Keep Moving Forward

With most new jobs you’re going to start out excited. You might get stressed and overwhelmed with everything to learn, but your enthusiasm carries you through. Then you get a little comfortable and start looking at how you can improve it. Then you start running out of new ideas. Sure, there’s plenty to do, but the creativity has burned out. You start losing your enthusiasm and find yourself day dreaming about other people’s jobs.

You’re going to face seasons that are tedious and disengaging. It’s a fact of life. You may start thinking it’s time to leave, but hold up a minute. You should ask yourself a few basic questions before you scoot out.

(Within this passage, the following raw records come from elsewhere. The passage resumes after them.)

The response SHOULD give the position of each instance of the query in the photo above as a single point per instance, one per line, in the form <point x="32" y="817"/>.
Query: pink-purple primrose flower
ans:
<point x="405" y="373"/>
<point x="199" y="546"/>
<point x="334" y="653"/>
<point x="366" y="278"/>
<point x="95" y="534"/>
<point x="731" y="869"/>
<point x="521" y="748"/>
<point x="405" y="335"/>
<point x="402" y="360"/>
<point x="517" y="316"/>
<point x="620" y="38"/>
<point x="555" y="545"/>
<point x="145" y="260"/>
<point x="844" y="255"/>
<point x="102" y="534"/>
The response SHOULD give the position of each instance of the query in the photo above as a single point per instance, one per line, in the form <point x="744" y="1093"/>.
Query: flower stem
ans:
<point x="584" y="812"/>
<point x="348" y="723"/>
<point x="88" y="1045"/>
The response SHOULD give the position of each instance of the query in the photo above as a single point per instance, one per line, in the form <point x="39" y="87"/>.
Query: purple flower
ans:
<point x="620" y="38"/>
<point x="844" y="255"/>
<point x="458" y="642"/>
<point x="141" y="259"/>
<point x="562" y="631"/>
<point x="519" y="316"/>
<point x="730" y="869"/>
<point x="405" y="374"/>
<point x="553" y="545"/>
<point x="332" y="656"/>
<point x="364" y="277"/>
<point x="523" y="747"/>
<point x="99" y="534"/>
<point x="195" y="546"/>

1. Have you perfected your tasks?

You may have streamlined a few things and saved some resources, but have you set goals and carried through on them? Setting goals for you and your team will identify areas you are wasting resources and valuable time. And you don’t have to be manager to set or track goals. Not sure where to start? Do some research. Find the experts in your field and interview them. Find out how they got where they did and what made them successful. You’ll find new connections while improving your work.

2. Do you have more to learn?

There are processes and workflows that go beyond the edge of your desk. Do you know the context of your stop in the workflow? Get to know the departments around you and how your work affects them. Ask your manager where you could do some reconnaissance without stepping on toes (you don’t want to fall into anyone’s bad graces). You may stumble onto duplicate work or vital steps that are getting missed. It could bring on a new project that you could head up. Letting your supervisor know you’re interested in new opportunities could get your foot in the door for a promotion.

3. Is this a cycle?

Look back over the last few years. How many times did you get bored with what you were doing and decide to move on? Don’t get me wrong, there are definitely times to move on. But employers are still looking for employees with dedication and loyalty. If your resume shows three years at a company, you’ll stand out compared to all the other twenty something’s with only six months to a year at various companies. It will show that you’re willing to invest and support your company. You have a lot more time than you think to find the ideal job. Spend some of that time identifying your strengths. Any job you do will teach you something about yourself. Figure out what you love and what sucks the life out of you. Identifying those elements will help you find a better fit in your next job.

When it comes to career, no one can make the right decision for you. A little introspection will help you evaluate where you’re at and when it’s time to make a career move. Just take your time. You’re not going to find success overnight.